Gray does, at least, sympathize with Nina: As her husband heads off on what would be his final adventure, a tiny reverie sees her imagining herself walking into the jungle too. I wish Hunnam could sell Fawcett’s passion as well to Sienna Miller as Fawcett’s wife, Nina, who keeps getting left behind to raise their children on her own when he goes off for years to South America. There are a few riveting moments, but Robert Pattinson, as Fawcett’s aide-de-camp Henry Costin, creates a much stronger presence just sitting quietly in the background. It’s a teeny bit of a shame, then, that the weakest aspect of the film is Charlie Hunnam, who is a bit blah as Fawcett. It’s this weighty centering of his storytelling that gives his films a genuine feel of freshness and discovery even when they cover well-trod ground, and that true of Z too. Filmmaker James Gray - who based his script on journalist David Grann’s 2009 book about Fawcett - has moved far away from the New York City that has been the setting for all his previous films, including such marvels as Two Lovers and We Own the Night, but he retains his focus on character over plot, on cause over effect, on the journey rather than the destination.
#MOVIE EXPLORER DISAPPEARED IN AMAZON MOVIE#
This is not an action movie but an adventure of the intellect and of the heart, focusing on what drove the mapmaker and historian. The Lost City of Z is here to remedy that, though it’s not likely to have the impact of Raiders of the Lost Ark.
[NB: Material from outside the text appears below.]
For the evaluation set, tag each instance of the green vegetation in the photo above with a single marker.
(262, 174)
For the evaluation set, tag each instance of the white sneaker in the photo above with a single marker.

Why isn’t Fawcett as well known, at least by name, as Ernest Shackleton or Amelia Earhart? His adventures in the early 20th century captured the public imagination in Europe and the United States newspaper dispatches from the jungle kept citizens up to date. A cartographer and archaeologist, Fawcett was obsessed with the idea that remnants of a lost civilization were hidden in the Amazonian jungles, and he disappeared in those jungles in 1925 on what would be the last of many expeditions to prove his theory. The Lost City of Z opens in NY and LA on April 14, 2017 and then gets an expanded wide release the following week on April 21.The Harrison Ford character was based on British explorer Percy Fawcett. An epically scaled tale of courage and obsession, told in James Gray’s classic filmmaking style, THE LOST CITY OF Z is a stirring tribute to the exploratory spirit and those individuals driven to achieve greatness at any cost. Despite being ridiculed by the scientific establishment who regard indigenous populations as “savages,” the determined Fawcett – supported by his devoted wife (Sienna Miller), son (Tom Holland) and aide-de-camp (Robert Pattinson) – returns time and again to his beloved jungle in an attempt to prove his case, culminating in his mysterious disappearance in 1925. Here's the synopsis: Based on author David Grann’s nonfiction bestseller, THE LOST CITY OF Z tells the incredible true story of British explorer Percy Fawcett (Charlie Hunnam), who journeys into the Amazon at the dawn of the 20th century and discovers evidence of a previously unknown, advanced civilization that may have once inhabited the region. The movie is being distributed by Amazon Studios, it comes from writer and producer James Grey ( The Immigrant), and it also stars Sienna Miller, Tom Holland, and Robert Pattinson. I just love these kinds of stories, and I'm excited to see Fawcett's story retold in this upcoming film. I first read about Fawcett when I was in high school and became obsessed with his story for awhile.
I love a good adventure thriller, and The Lost City of Z looks like it will be a great movie! The film is based on the true story of Percy Fawcett ( Charlie Hunnam), a soldier and explorer who, in the 1920s, disappeared while searching for a mythical city of an advanced civilization in the Amazon jungle of Brazil.